You are right, but a growing number of us do want to adopt or have have kids biologically (by finding a friend of the opposite sex who would be willing to help out). As a gay man I want to thank people for voting against that gay marriage bans in states where it was an isse this election. Sure they didn't pass, but atleast we tried. We'll keep up the good fight.

Appearently nobody told Bush that the House was going to fall. So while the rest of America knew for weeks what to expect, it was a total surprise to our master. So the news is that now he is cheesed as all hell.

Only 98% has been reported in but it looks like Pombo is gone and McNerney is in.


Paul Leslie <dozos_2@hotmail.com>
- Wednesday, November 8 2006 7:13:36

Not Dead Yet, But Wounded

"And hast thou slain the Jabberwock?
Come to my arms my beamish boy!
O frabjous day, Callooh! Callay!"
He chortled in his joy.

So, the beast let out a bellowing roar before it fell to the floor of the oval office writhing in pain. The vorpal blade of Democracy had but nicked the beast, but for a creature so accustomed to the impervious protections of power it must have felt as though a mortal blow had been dealt.

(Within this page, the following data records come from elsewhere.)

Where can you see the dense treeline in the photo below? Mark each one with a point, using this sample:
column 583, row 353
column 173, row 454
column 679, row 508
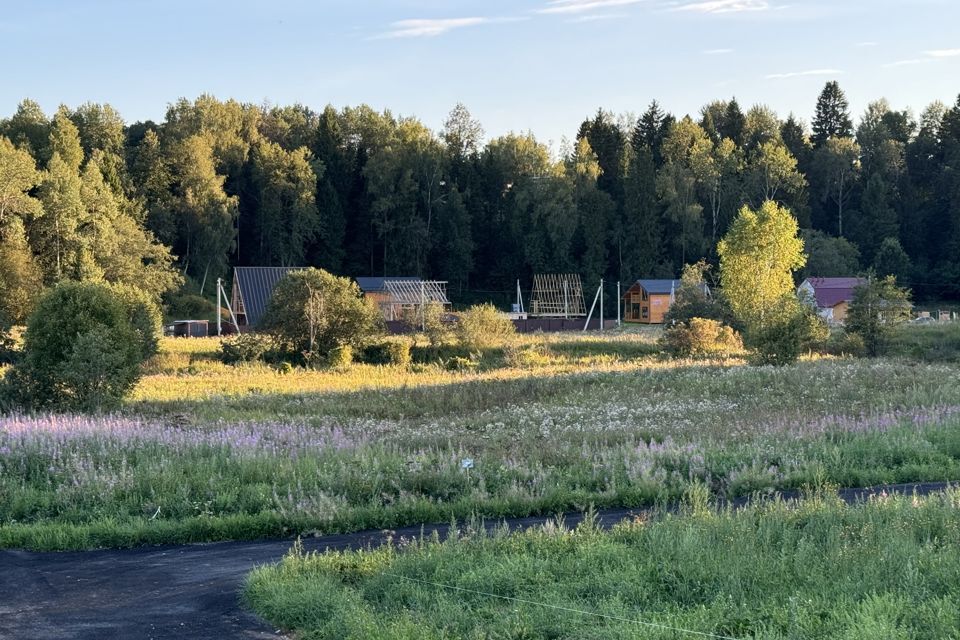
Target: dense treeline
column 84, row 196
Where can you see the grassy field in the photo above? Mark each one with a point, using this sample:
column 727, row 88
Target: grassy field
column 818, row 569
column 209, row 452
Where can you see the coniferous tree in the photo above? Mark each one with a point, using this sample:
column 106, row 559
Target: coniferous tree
column 832, row 119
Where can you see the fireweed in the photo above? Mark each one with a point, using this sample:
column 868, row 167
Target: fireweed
column 627, row 439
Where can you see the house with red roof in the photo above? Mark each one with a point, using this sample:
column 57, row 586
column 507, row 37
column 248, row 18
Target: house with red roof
column 831, row 295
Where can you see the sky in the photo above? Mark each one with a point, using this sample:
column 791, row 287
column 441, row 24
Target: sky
column 522, row 65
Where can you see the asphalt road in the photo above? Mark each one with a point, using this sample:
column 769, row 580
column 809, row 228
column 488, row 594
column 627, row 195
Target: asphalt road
column 189, row 591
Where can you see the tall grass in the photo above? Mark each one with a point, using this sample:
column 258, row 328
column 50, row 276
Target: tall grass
column 539, row 444
column 817, row 569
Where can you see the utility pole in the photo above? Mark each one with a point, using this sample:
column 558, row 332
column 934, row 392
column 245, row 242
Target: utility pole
column 619, row 300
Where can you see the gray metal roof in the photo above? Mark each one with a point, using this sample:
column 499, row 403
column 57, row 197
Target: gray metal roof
column 256, row 286
column 660, row 287
column 373, row 284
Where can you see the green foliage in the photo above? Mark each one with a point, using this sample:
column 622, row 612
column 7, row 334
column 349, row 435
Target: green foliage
column 483, row 327
column 340, row 357
column 247, row 347
column 817, row 568
column 829, row 256
column 757, row 259
column 395, row 350
column 878, row 306
column 312, row 311
column 694, row 299
column 791, row 329
column 700, row 337
column 83, row 348
column 21, row 280
column 189, row 306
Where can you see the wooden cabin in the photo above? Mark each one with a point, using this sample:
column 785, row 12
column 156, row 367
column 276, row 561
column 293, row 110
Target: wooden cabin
column 647, row 301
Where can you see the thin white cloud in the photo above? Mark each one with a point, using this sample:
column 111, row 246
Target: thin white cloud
column 724, row 6
column 908, row 62
column 428, row 28
column 595, row 17
column 809, row 72
column 943, row 53
column 583, row 6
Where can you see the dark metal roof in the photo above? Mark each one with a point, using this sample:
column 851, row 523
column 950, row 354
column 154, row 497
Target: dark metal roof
column 256, row 286
column 373, row 284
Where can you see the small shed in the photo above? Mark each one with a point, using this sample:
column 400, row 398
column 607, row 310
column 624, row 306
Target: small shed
column 647, row 301
column 832, row 296
column 397, row 295
column 252, row 288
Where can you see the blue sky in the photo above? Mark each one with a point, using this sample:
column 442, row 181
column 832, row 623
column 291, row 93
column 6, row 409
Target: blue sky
column 539, row 65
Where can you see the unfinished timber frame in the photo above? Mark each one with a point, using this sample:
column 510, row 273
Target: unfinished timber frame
column 403, row 295
column 557, row 295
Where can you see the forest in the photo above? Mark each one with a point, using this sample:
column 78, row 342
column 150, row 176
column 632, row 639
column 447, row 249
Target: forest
column 170, row 206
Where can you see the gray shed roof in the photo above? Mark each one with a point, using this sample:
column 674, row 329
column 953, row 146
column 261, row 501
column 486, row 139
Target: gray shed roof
column 373, row 284
column 659, row 287
column 256, row 286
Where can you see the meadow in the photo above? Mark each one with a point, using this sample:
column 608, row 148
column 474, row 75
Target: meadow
column 809, row 570
column 204, row 451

Calm yourself Paul, after all they are only Democrats. After seeing nothing but bad news for so long this is a relief. I hope Allen get's Maccaca'd then someone can tell him, "Welcome to America".


DTS <none>
- Wednesday, November 8 2006 7:5:11

Results From the Parallel State
CHRIS: Although the paper said the Stem Cell measure was passing, the newscasts I caught -- and the goofy scrolling information down below -- all showed the Stem Cell measure losing by one or two percent. _Now_ those same outlets show otherwise. With hands thrown (gleefully) up in the air, I'll admit to being happy if I was wrong.

But I still stand by my earlier statement about the mass of men (and women) and mass stupitidy in the electorate. How else to explain the deep hole the middle class has allowed their elected officials to dig where the State of the Union (economy, etc., etc) is concerned? And how else to explain all the "squeaker" votes? (There are _still_ a lot of ignorant and superstitious folks walking around out there -- and on two feet, no less!)
--DTS (In self-imposed exile for three days -- or the next national or statewide election, whichever comes first).


Mark Goldberg <markabaddon@gmail.com>
Minneapolis, - Wednesday, November 8 2006 7:0:54

I was in line yesterday morning at 6:50 AM to vote, and the line was already almost out to the street. While I am very pleased with the results of yesterday's election, even if the Democrats take both Virginia and Montana (both of which seem likely), they still will not have true control of the Senate because I do not trust Lieberman to vote with the Democrats on any major issue.


However, an under-appreciated aspect of the Dems taking the Senate would be the Dems being able to appoint Committee heads. Much of the key work in Congress is done through these Committees and if one controls them one can control many of the finer details of running a government.

Susan, Volume 1 of the CD collection arrived yesterday and I cannot express how much I enjoyed listening to Harlan read "Repent, Harlequin" while watching the election results roll in.

I am kicking myself for not ordering Volume 2. If Kristin does not want it (or if you magically find another copy of the CDs around), I would buy it in an instant.


Carstonio
- Wednesday, November 8 2006 6:56:27

As a Marylander, I look across the Potomac on this rainy post-election morning and shake my head ruefully.

I don't care if Virginia voters believe that homosexuality is wrong. But I do care that they fell for the bullshit propaganda about straight marriage needing "protection" from gay marriage. Would someone please explain to me how gay marriages are supposed to "intentionally create motherless families and fatherless families"? Gay couples cannot conceive children, and I suspect most of them would choose not to adopt. Do gay marriage opponents believe that gay marriage would tempt straight married people to abandon their families and run off with gay lovers? That's the only conclusion I can make from their rhetoric.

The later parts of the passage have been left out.